How to Maintain a Saltwater Pool

a picture of saltwater pool with chairs and umbrellas nearby

Owning a saltwater pool comes with lots of perks; softer water and no abrasive chlorine smell. Plus saltwater pools are less expensive to maintain than traditional chlorine pools. Even though saltwater pools require less attention than their chlorine counterparts, knowing how to maintain a saltwater pool will protect your investment and make pool season more enjoyable.

It takes more than skimming your pool’s top to maintain it properly. This article will cover pool sanitation, the ‘shocking truth’ about chlorine in your pool, and the unique needs of saltwater pools. Then we’ll dive into your pool’s chemistry and answer frequently asked questions about saltwater pool maintenance.

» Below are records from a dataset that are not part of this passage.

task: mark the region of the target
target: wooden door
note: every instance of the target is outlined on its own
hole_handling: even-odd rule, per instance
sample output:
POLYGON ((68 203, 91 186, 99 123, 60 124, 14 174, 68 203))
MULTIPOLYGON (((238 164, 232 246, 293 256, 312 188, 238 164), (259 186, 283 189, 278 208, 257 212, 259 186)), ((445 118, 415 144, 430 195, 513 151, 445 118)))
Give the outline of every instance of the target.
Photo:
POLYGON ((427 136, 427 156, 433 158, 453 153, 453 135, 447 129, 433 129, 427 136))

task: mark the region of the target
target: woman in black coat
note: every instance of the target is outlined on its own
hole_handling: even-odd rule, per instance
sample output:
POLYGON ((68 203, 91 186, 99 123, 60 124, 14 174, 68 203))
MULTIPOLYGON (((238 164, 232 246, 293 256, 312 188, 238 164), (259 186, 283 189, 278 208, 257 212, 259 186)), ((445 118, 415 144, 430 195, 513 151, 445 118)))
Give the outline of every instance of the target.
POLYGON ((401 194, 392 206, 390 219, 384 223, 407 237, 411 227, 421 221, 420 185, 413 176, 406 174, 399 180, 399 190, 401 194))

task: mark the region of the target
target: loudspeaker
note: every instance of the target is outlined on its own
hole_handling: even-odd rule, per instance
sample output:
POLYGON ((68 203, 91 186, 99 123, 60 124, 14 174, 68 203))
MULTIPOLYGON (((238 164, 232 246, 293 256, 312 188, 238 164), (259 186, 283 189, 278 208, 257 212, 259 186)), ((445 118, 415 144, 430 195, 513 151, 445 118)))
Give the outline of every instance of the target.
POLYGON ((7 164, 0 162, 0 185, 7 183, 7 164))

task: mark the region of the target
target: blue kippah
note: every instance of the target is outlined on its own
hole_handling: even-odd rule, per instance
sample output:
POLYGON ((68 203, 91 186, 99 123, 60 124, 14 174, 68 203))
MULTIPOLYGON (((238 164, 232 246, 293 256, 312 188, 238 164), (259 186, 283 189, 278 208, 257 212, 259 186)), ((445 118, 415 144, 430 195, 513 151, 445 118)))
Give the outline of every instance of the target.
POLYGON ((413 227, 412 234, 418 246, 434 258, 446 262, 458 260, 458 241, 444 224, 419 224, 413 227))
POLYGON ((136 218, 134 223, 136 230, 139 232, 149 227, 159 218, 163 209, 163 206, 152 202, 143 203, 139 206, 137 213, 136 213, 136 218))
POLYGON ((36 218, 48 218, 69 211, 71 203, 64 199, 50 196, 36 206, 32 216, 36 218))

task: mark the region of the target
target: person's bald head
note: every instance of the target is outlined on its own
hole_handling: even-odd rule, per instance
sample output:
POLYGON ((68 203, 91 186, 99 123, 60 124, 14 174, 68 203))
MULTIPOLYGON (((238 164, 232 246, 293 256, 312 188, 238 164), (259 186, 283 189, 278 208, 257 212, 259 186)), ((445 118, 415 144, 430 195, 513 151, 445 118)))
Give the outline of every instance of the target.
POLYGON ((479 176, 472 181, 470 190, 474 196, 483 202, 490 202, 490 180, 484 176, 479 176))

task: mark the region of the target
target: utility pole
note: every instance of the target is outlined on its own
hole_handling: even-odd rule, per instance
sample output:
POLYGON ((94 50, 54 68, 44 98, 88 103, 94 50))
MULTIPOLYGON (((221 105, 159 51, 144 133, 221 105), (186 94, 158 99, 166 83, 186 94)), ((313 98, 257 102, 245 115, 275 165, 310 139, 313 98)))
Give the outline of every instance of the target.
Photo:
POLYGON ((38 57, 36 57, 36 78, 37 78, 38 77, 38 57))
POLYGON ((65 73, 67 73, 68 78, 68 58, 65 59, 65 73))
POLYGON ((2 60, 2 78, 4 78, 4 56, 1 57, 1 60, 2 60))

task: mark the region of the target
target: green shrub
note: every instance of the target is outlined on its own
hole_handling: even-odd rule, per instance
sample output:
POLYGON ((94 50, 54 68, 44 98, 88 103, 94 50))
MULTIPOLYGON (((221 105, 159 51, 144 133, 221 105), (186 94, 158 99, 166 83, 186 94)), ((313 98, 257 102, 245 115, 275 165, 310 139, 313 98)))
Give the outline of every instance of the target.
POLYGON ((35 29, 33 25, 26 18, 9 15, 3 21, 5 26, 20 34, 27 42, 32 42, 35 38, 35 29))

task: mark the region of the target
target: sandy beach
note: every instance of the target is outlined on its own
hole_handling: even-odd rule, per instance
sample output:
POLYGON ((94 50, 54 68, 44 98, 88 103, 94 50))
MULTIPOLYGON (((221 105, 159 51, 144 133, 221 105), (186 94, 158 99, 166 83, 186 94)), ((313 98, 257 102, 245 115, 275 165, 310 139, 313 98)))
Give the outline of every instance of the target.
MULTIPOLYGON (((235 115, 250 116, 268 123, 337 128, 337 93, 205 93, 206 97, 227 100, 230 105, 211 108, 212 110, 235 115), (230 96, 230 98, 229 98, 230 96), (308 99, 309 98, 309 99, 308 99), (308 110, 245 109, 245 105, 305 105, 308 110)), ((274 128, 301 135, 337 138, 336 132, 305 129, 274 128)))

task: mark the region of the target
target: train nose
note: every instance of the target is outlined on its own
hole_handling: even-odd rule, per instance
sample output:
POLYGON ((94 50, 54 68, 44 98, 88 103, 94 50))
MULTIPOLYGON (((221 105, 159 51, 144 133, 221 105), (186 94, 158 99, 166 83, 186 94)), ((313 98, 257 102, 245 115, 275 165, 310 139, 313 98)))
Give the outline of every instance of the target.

How to Keep Your Saltwater Pool Clean

A sparkling, clean pool doesn’t just happen; it requires diligence. A pool vacuum and skimmer will help get you started, but the rest is up to you. Here’s what you need to know.

Clean Built-in Skimmers

Built-in pool skimmers are located on the sides of the pool. These rectangular openings contain baskets that fill with debris, leaves, and insects as water flows in and out of the openings. These skimmer baskets need to be emptied at least once a week. Left alone, the leaves in the basket can break down and become very difficult to get out. 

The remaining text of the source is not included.